O’Connor said the shifting landscape is likely due to increased conversion of some of the proinflammatory cells to anti-inflammatory ones coupled with actual production of more anti-inflammatory macrophages.

The researchers also saw a shift in other immune cell types, like more regulatory T cells, which generally drive down the immune response and help keep the immune system from attacking our own tissues. That anti-inflammatory shift was sustained for at least four hours in humans and three days in rats.

Before you run to your pantry to grab the baking soda, a word of caution: O’Connor warns that the baking soda solution has only been tested on rodents and people without inflammation, reports Mother Nature Network:

“It could have potential, but there’s no data behind it,” he says. “Whether or not it can have a significant effect we don’t know. There’s still more testing to come.” There’s no advantage to trying it in the meantime, he says. Baking soda has high levels of sodium, which is linked to heart, kidney and other issues.

“You certainly shouldn’t go start drinking baking soda and water without consulting a physician. I certainly wouldn’t advise people trying this at home,” he says.

However, O’Connor believes the research is promising because, if it works, it could offer a safe alternative to medication:

“You are not really turning anything off or on, you are just pushing it toward one side by giving an anti-inflammatory stimulus,” he says, in this case, away from harmful inflammation. “It’s potentially a really safe way to treat inflammatory disease.”

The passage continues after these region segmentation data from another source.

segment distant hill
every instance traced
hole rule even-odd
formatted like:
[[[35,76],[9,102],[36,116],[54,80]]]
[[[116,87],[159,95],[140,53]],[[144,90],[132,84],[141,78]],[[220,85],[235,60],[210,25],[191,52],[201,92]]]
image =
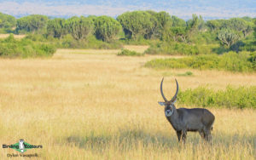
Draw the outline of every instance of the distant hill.
[[[230,17],[256,17],[256,3],[253,0],[0,0],[0,12],[21,17],[38,14],[54,17],[73,15],[117,15],[132,10],[165,10],[172,15],[188,20],[192,14],[205,20]]]

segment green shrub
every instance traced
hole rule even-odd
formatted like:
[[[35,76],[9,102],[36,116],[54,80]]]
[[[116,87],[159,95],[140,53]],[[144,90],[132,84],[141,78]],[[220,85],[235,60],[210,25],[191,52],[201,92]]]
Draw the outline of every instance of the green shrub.
[[[76,41],[73,37],[67,34],[63,37],[56,46],[63,49],[120,49],[122,43],[120,42],[107,43],[96,39],[94,36],[89,36],[87,40]]]
[[[156,45],[151,45],[145,54],[195,55],[199,54],[199,50],[197,46],[184,43],[159,43]]]
[[[128,49],[122,49],[121,52],[118,53],[117,55],[128,55],[128,56],[143,56],[144,54],[140,54],[136,51],[131,51]]]
[[[222,55],[206,54],[189,56],[181,59],[155,59],[148,61],[146,67],[156,69],[167,68],[194,68],[194,69],[217,69],[230,71],[255,71],[253,54],[248,52],[229,52]]]
[[[178,94],[178,102],[203,107],[255,108],[256,86],[231,87],[214,91],[205,87],[187,89]]]
[[[0,41],[0,56],[8,58],[49,57],[56,49],[52,44],[35,43],[28,38],[15,40],[11,34]]]

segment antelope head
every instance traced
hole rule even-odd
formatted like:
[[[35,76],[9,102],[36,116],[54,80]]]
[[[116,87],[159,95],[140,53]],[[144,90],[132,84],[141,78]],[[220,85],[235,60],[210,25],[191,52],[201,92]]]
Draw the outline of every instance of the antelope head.
[[[175,95],[172,98],[171,100],[168,100],[164,93],[163,93],[163,82],[164,82],[164,77],[162,79],[162,82],[161,82],[161,84],[160,84],[160,92],[161,92],[161,95],[164,99],[164,102],[158,102],[160,106],[165,106],[165,113],[166,113],[166,117],[170,117],[172,115],[174,110],[176,109],[175,108],[175,106],[174,106],[174,103],[176,102],[177,100],[177,92],[178,92],[178,83],[177,82],[177,80],[175,79],[176,81],[176,85],[177,85],[177,89],[176,89],[176,93],[175,93]]]

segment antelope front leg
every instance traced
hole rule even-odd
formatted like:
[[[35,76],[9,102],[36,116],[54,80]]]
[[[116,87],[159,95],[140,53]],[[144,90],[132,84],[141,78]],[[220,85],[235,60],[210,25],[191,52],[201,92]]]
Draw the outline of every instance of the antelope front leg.
[[[186,130],[183,130],[182,131],[182,140],[183,143],[186,143],[186,138],[187,138],[187,131]]]
[[[182,131],[176,131],[177,136],[177,140],[180,141]]]

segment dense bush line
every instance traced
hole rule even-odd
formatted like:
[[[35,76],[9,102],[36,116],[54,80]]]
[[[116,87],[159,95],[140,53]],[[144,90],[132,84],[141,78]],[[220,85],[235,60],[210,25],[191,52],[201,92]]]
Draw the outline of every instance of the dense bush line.
[[[127,56],[143,56],[144,54],[137,53],[136,51],[122,49],[121,52],[118,53],[117,55],[127,55]]]
[[[27,38],[15,40],[13,35],[4,40],[0,40],[1,57],[49,57],[53,55],[55,50],[54,45],[34,43]]]
[[[181,59],[155,59],[145,66],[156,69],[194,68],[217,69],[230,71],[255,71],[255,52],[229,52],[222,55],[204,54]]]
[[[198,106],[256,109],[256,86],[231,87],[214,91],[205,87],[187,89],[178,94],[178,102]]]

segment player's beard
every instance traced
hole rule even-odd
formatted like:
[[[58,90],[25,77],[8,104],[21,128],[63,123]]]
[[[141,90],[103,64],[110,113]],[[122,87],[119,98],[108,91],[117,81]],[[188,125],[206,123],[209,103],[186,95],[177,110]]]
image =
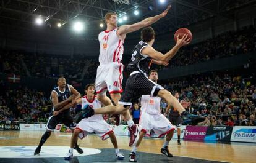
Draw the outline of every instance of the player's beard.
[[[153,81],[155,83],[157,82],[157,80],[156,79],[152,79],[152,81]]]
[[[110,23],[110,25],[114,27],[117,27],[117,23]]]

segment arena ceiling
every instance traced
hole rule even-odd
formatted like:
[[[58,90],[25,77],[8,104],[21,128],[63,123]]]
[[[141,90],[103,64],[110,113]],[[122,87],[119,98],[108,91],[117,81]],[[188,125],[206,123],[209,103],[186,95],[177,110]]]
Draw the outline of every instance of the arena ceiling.
[[[0,23],[27,27],[39,15],[45,18],[45,24],[55,28],[61,22],[69,28],[75,19],[83,20],[92,29],[103,22],[104,15],[115,12],[119,16],[127,15],[126,24],[161,13],[171,4],[171,10],[165,18],[158,22],[154,28],[159,31],[169,31],[180,26],[206,20],[213,17],[234,18],[236,9],[254,4],[255,0],[169,0],[160,4],[158,0],[129,0],[130,4],[118,4],[113,0],[1,0]],[[150,7],[151,9],[149,9]],[[133,14],[137,9],[140,14]],[[120,24],[119,24],[120,25]],[[101,29],[98,29],[100,30]]]

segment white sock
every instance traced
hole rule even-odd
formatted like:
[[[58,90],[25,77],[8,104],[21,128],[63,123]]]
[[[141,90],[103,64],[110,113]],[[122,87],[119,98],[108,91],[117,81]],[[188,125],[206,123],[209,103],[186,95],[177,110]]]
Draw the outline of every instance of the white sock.
[[[128,124],[129,127],[130,127],[130,126],[134,125],[134,121],[132,121],[132,119],[130,119],[130,120],[128,120],[127,121],[127,124]]]
[[[116,154],[117,154],[119,153],[119,149],[118,148],[114,148],[114,150],[116,151]]]
[[[132,152],[134,152],[134,153],[136,153],[136,151],[137,151],[137,146],[134,146],[132,147]]]
[[[69,152],[70,153],[73,153],[73,149],[74,149],[74,148],[70,148],[70,149]]]
[[[163,145],[163,148],[164,148],[166,146],[168,146],[169,145],[169,142],[170,141],[164,141],[164,143]]]

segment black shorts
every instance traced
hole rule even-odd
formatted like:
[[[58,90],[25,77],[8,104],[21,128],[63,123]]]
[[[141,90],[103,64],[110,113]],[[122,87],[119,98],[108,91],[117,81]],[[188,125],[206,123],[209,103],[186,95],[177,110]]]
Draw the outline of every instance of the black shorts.
[[[143,73],[135,73],[130,76],[126,85],[119,103],[124,105],[132,105],[143,95],[156,96],[160,89],[164,88],[149,79]]]
[[[177,127],[181,127],[181,116],[169,116],[169,121],[173,125]]]
[[[46,124],[46,129],[53,131],[58,124],[64,124],[66,127],[74,129],[76,126],[74,118],[69,112],[60,113],[54,116],[52,115],[48,119]]]

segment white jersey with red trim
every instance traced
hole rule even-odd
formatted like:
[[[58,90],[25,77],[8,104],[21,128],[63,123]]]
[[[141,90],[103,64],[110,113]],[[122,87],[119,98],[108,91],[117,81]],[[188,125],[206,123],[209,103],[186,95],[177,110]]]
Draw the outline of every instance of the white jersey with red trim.
[[[141,109],[150,114],[158,114],[161,113],[160,102],[161,98],[159,97],[142,95],[140,101]]]
[[[124,53],[123,42],[116,34],[117,31],[117,28],[116,28],[111,31],[104,31],[99,34],[99,62],[101,64],[120,62],[122,60]]]
[[[83,106],[87,104],[89,105],[89,106],[93,109],[101,108],[101,103],[97,99],[97,96],[96,95],[93,97],[93,99],[92,101],[88,100],[86,95],[83,97],[82,98],[82,108],[83,108]],[[104,120],[102,115],[101,114],[95,114],[88,118],[84,118],[82,121],[98,121],[99,120]]]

Using baking soda on the body and for cleaning items around the home are generally considered safe. However, it is possible to consume too much, so be careful not to exceed the recommended dose. Too much baking soda can upset the body’s acid-base balance leading to nausea, vomiting, and abdominal pain. In rare cases, baking soda overdose can lead to seizures, coma, and death. It is very high in sodium and can raise blood pressure and cause swelling.